After graduating from the École Polytechnique in 1887, Charpy, in the school’s chemistry laboratory, prepared a doctoral thesis on the variations in volume and density of solutions as a function of temperature and concentration. In 1892 he became an engineer at the Laboratoire d’Artillerie de la Marine and directed his research toward the study of metals and their alloys. He joined the Compagnie de Chatillon Commentry in 1898 and quickly became its technical director. In 1920 he was named director general of the Compagnie des Acieries de la Marine et Homécourt. He was elected to the Académie des Sciences in 1918, in the newly created section of industrial applications of science.

Along with Osmond and Henry Le Chatelier, Charpy was one of the three founders of the science of alloys in France. At the Laboratoire de la Marine he studied the quenching of steel and elucidated the influence of the quenching temperature by correlating the mechanical properties and the temperature values of the critical points. He recognized the lamellar form of eutectic alloys and deduced from it an explanation of the structure of these steels. He gave experimental results for several régions of the solubility diagram of carbon in iron.

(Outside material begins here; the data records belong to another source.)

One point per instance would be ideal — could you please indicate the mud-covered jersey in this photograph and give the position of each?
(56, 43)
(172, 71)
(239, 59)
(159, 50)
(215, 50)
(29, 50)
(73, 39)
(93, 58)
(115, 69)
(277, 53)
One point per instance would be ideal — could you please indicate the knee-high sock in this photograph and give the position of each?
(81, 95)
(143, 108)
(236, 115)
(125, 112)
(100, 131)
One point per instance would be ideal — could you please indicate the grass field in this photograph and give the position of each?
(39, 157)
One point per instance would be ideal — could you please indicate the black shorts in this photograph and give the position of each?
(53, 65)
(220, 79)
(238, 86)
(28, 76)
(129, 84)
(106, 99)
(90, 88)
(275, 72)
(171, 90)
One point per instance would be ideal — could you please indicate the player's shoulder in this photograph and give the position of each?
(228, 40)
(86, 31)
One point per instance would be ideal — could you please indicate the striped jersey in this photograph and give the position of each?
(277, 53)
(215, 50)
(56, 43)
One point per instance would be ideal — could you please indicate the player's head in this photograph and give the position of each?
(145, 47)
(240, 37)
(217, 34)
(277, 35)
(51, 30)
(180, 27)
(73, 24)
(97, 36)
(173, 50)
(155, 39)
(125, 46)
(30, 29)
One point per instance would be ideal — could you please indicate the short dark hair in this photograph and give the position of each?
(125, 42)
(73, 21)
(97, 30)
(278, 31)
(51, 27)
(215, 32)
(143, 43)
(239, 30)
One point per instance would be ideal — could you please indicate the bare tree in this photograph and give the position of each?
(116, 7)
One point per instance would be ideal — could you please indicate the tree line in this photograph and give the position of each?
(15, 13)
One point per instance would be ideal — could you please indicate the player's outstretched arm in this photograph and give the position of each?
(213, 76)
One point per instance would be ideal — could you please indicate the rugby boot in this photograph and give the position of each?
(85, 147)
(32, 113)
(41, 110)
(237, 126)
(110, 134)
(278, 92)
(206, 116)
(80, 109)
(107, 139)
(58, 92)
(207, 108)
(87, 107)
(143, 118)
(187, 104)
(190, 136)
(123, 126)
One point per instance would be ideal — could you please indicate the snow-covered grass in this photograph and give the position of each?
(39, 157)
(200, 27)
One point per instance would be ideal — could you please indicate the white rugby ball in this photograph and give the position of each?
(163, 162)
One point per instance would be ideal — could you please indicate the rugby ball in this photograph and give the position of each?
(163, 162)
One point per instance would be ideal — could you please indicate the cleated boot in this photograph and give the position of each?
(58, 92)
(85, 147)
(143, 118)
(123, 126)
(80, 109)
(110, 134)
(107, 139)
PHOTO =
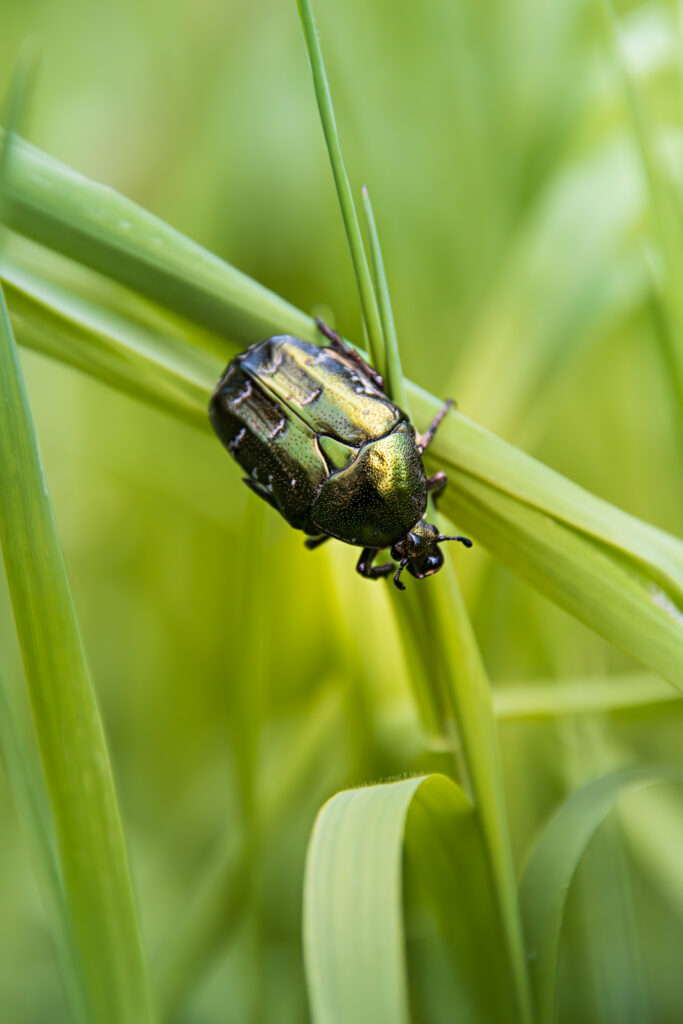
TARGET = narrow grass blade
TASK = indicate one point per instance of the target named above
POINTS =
(392, 370)
(33, 812)
(368, 847)
(90, 845)
(620, 576)
(590, 695)
(553, 862)
(455, 677)
(666, 208)
(214, 911)
(364, 281)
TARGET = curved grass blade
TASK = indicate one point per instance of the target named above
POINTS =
(553, 862)
(392, 370)
(49, 203)
(32, 810)
(160, 369)
(91, 851)
(370, 848)
(215, 909)
(620, 576)
(369, 305)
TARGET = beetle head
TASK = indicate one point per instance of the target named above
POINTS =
(420, 551)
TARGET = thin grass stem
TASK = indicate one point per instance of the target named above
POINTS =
(369, 304)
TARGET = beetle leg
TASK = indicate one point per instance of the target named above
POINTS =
(366, 567)
(436, 484)
(340, 346)
(423, 440)
(314, 542)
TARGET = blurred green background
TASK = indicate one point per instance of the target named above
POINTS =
(515, 220)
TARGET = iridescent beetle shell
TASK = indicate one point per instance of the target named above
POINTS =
(323, 443)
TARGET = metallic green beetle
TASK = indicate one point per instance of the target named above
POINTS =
(324, 444)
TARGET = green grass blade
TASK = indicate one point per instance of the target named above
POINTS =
(32, 809)
(589, 695)
(455, 674)
(368, 847)
(364, 281)
(622, 577)
(160, 369)
(666, 209)
(47, 202)
(214, 911)
(391, 370)
(553, 862)
(90, 845)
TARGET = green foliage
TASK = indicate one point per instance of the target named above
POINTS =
(523, 178)
(373, 850)
(90, 850)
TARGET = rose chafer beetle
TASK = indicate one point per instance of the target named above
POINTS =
(323, 443)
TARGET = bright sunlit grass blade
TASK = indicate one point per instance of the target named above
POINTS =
(552, 864)
(156, 368)
(91, 851)
(666, 208)
(364, 281)
(367, 848)
(214, 911)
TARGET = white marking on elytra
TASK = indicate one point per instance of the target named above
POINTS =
(278, 430)
(237, 440)
(312, 396)
(276, 361)
(243, 394)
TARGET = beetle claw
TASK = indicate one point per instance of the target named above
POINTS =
(399, 585)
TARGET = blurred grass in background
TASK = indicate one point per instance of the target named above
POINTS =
(516, 220)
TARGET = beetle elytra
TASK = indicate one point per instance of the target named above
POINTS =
(322, 442)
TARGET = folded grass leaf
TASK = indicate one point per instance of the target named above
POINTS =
(90, 846)
(371, 849)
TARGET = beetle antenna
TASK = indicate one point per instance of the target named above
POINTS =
(401, 586)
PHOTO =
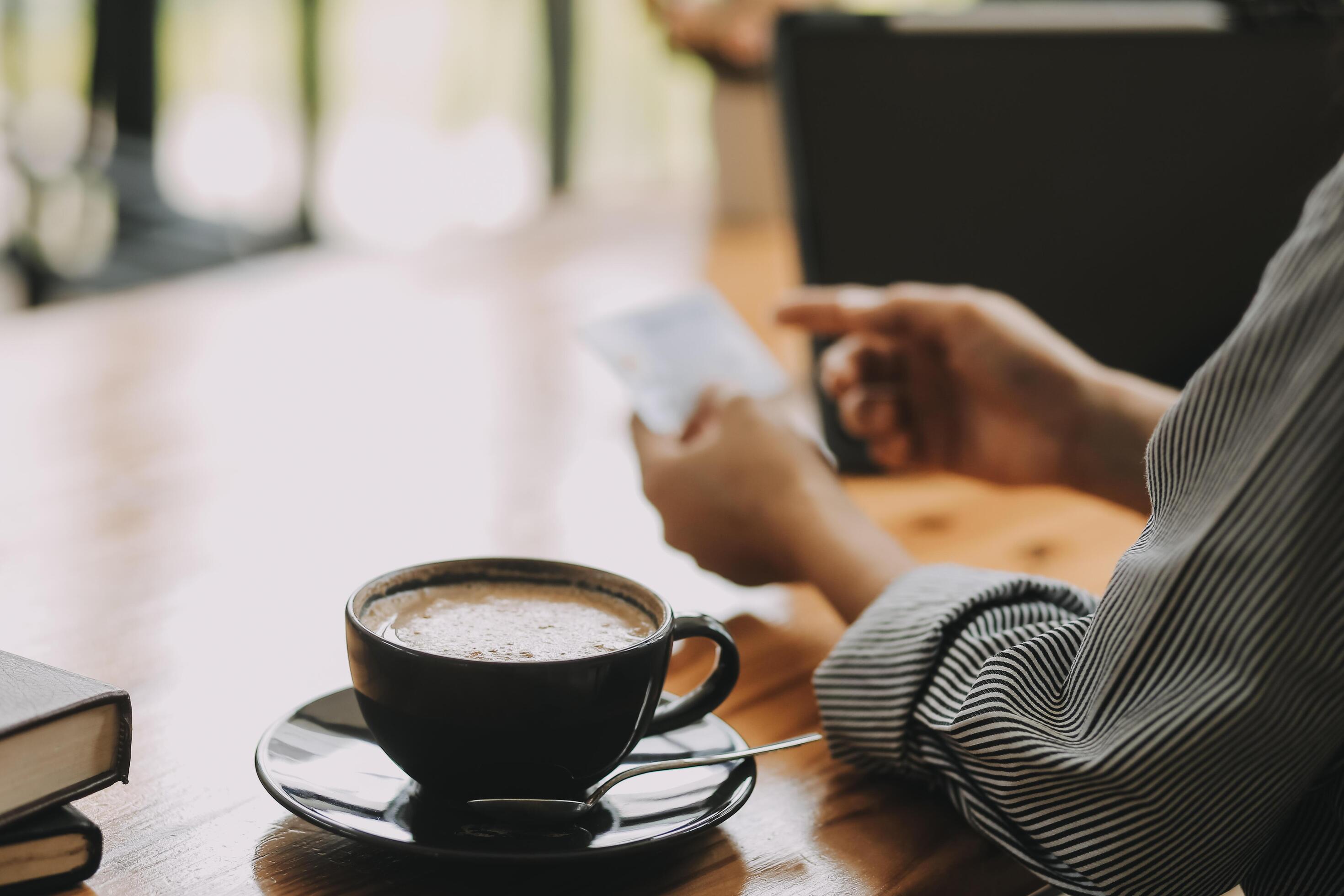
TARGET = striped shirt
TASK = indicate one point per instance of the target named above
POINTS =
(1184, 732)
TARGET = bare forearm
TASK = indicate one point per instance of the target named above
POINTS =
(1107, 454)
(846, 555)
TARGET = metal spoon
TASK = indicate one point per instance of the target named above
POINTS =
(562, 811)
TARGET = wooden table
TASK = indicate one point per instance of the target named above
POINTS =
(232, 454)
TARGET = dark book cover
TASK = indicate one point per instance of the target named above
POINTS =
(59, 837)
(34, 695)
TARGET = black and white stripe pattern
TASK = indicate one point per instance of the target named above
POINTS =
(1186, 732)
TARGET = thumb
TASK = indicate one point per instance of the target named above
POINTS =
(652, 447)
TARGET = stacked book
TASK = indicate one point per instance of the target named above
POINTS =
(62, 736)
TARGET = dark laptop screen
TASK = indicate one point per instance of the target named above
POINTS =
(1130, 187)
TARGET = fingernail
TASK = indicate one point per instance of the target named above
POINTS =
(859, 297)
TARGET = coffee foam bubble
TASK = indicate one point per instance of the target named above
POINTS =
(508, 621)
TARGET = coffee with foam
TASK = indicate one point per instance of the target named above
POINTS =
(508, 621)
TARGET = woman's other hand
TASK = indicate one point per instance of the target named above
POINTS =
(963, 379)
(749, 499)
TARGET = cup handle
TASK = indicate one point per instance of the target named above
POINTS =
(713, 691)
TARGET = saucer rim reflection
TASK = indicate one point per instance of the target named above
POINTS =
(702, 825)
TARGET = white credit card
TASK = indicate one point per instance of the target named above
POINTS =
(668, 354)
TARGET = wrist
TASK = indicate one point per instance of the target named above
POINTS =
(1105, 452)
(843, 553)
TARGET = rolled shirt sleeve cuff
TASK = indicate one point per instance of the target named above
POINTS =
(924, 643)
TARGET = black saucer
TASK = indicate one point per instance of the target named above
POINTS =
(320, 763)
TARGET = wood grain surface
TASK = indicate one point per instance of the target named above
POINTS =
(194, 476)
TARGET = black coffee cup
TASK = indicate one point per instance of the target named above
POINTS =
(471, 729)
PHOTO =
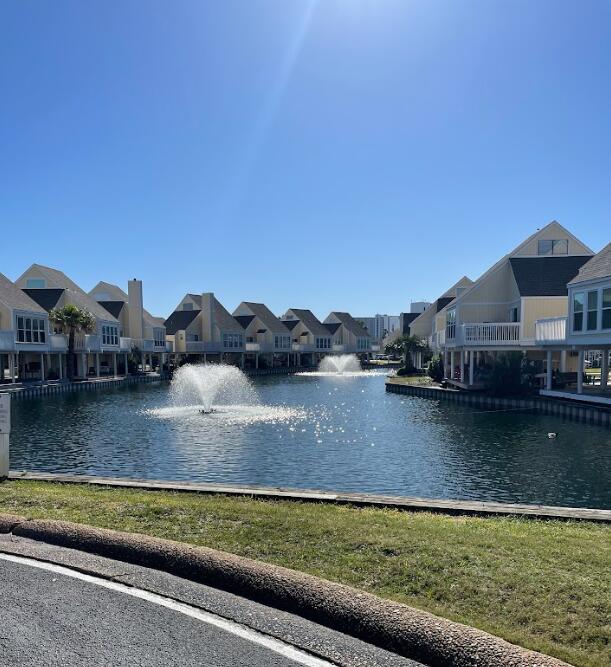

Charpy was the first to introduce pyrometry into industrial practice in France, and he constructed the first electrical resistance furnace with platinum elements.

After studying the production of steels, Charpy turned his attention to measuring their brittleness; to this end he devised the pendulum drop hammer that bears his name.

In 1902 Charpy was asked to examine silicon steel sheets. He showed that the magnetic hysteresis of a steel decreases as the size of the crystalline particle increases. He also studied the alloys of iron with silicon, aluminum, and antimony, and proposed a composition of 2 or 3 percent silicon, which was universally adopted for the low-leakage magnetic circuits fundamental in the manufacture of modern electrical equipment.

Charpy’s brilliant industrial career did not prevent him from dedicating part of his time to teaching; he was a very highly regarded professor at the École Supérieure des Mines in Paris and at the École Poly-technique.

BIBLIOGRAPHY

I. Original Works. Among Charpy’s articles, all of them published in Comptes rendus hebdomadaires des séances de l’Académie des sciences, are the following: “Sur la détermination des équilibres chimiques dans les systémes dissous,” 114 (1892), 665; “Influence de la température de recuit sur les propriétés mécaniques et la structure du laiton,” 116 (1893), 1131; “Sur la transformation produite dans le fer par une déformation permanente à froid,” 117 (1893), 850; “Sur la transformation allotropique du fer sous l’influence de la chaleur,” 118 (1894), 418, 868, 1258; 119 (1894), 735; “Sur l’acier au bore,” 120 (1895), 130; “Sur la constitution des alliages ternaires,” 126 (1898), 1645; “Sur l’équilibre chimique des systèmes fer-carbone,” 134 (1902), 103, written with L. Grenet; “Sur la dilatation des aciers aux températures élevées,” ibid., 540, written with L. Grenet; “Dilatométrie des aciers,” ibid., 598, written with L. Grenet; “Sur la dilatation des aciers trempés,” 136 (1903), 92, written with L. Grenet; “Sur le diagramme d’équilibre des alliages fer-carbone,” 141 (1905), 948; “Sur la solubilité de graphite dans le fer,” 145 (1907), 1277; “Sur l’action de l’oxyde de carbone sur le chrome, le nickel, leurs alliages et leurs oxydes,” 148 (1909), 560; “Sur la cémentation du fer par le carbone solide,” 150 (1910), 389, written with S. Bonnerot; “Sur les gaz des aciers,” 152 (1911), 1247; “Sur un dilatomètre non différentiel,” 212 (1941), 112; and “Sur les traitements thermiques des aciers,” 213 (1941), 421.

His books include Leçons de chimie (Paris, 1892), written with H. Gautier; and Notions élémentaires de sidérurgie (Paris, 1946), written with P. Pingault.

II. Secondary Literature. Two notice are R. Barthélemy, “Notice sur la vie et l’oeuvre de Georges Charpy,” in Notices et discours. Académie des sciences (June, 1947); and M. Caullery, “Annonce du décès de M. G. Charpy,” in Comptes rendus hebdomadaires des séances de l’Académie des sciences, 221 (1945), 677.